Jessica Brown dreamt about this in the early 1990s. Her dream is now a reality as president
of the Gateway Media Literacy Partners, a regional organization designed to teach media literacy, celebrating its fifth year and second annual Media Literacy Week. The week's kickoff event hosted GMLP members at 9:30 a.m. Sunday, Oct. 12 in the University
Center Sunnen Lounge.
Given the week's theme, Media
Literacy: A Survival Skill, Brown said the primary goal of the week is to promote media
literacy and its education.
"There is so much good about media, but we need to understand that communicators
have messages," she said.
Recognizing the messages and analyzing them is not bashing
or censoring the media, she said - it's arming oneself for the media's myriad messages. Brown, an adjunct professor at Webster University, looked around the room at fellow GMLP members and smiled.
"This (type of event) doesn't happen overnight," she said.

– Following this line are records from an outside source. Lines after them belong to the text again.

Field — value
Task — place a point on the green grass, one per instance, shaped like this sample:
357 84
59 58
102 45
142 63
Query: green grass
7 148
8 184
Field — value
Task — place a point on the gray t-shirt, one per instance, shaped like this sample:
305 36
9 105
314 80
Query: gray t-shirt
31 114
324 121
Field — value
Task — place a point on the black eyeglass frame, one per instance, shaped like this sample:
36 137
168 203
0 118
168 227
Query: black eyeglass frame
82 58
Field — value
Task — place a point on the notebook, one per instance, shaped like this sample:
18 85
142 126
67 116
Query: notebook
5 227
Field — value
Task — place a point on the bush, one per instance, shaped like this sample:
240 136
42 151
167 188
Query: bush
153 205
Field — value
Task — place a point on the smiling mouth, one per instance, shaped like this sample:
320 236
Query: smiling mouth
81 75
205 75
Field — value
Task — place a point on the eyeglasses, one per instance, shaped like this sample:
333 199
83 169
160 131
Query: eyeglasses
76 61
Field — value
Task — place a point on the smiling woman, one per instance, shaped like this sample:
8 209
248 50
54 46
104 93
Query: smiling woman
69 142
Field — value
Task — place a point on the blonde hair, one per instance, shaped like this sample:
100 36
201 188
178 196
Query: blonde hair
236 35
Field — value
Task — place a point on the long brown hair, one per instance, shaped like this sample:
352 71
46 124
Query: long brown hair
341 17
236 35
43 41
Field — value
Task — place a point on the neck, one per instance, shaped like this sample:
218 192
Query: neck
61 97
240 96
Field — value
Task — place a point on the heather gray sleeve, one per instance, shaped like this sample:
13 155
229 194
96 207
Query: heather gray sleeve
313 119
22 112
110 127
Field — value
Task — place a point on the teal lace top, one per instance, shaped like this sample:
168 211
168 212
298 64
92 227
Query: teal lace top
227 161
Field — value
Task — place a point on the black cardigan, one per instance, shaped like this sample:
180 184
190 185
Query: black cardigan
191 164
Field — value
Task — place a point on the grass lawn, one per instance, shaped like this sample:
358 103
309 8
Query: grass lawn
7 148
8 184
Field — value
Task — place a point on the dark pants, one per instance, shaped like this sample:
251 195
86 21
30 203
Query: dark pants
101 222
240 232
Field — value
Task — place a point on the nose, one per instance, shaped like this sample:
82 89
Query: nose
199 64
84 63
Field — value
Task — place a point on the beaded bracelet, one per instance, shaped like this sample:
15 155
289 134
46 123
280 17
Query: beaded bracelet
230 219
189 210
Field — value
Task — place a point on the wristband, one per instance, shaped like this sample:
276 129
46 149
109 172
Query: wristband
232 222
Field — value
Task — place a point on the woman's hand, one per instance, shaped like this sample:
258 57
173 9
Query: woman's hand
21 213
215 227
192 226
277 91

Art Silverblatt, GMLP's vice president and a WU full-time professor in the communications
and journalism department,
said GMLP is a prototype
for the country. No other group cooperates regionally to hold events throughout a week.
"The goal of the week is to develop a critical distance from your media," Silverblatt said.
He then officially started the week by talking about the events and their objectives.
"What we're really teaching
people is a process - how to think, not what to think," he said. "Media literacy is not an elective, it is a survival skill."
Silverblatt introduced Interim
President Neil George, who said Silverblatt has always been a catalyst for many ideas. Silverblatt smiled and nodded.
George said that the public
does not always understand what media it consumes and that is why he is glad to see an advocacy group like GMLP. He welcomed the organization
to WU.
Brown spoke at the podium next. She and Silverblatt presented proclamations from the Missouri
governor, state senate, City of St. Louis, St. Louis County and City of St. Charles declaring the week of Oct. 12-18 Media Literacy Week.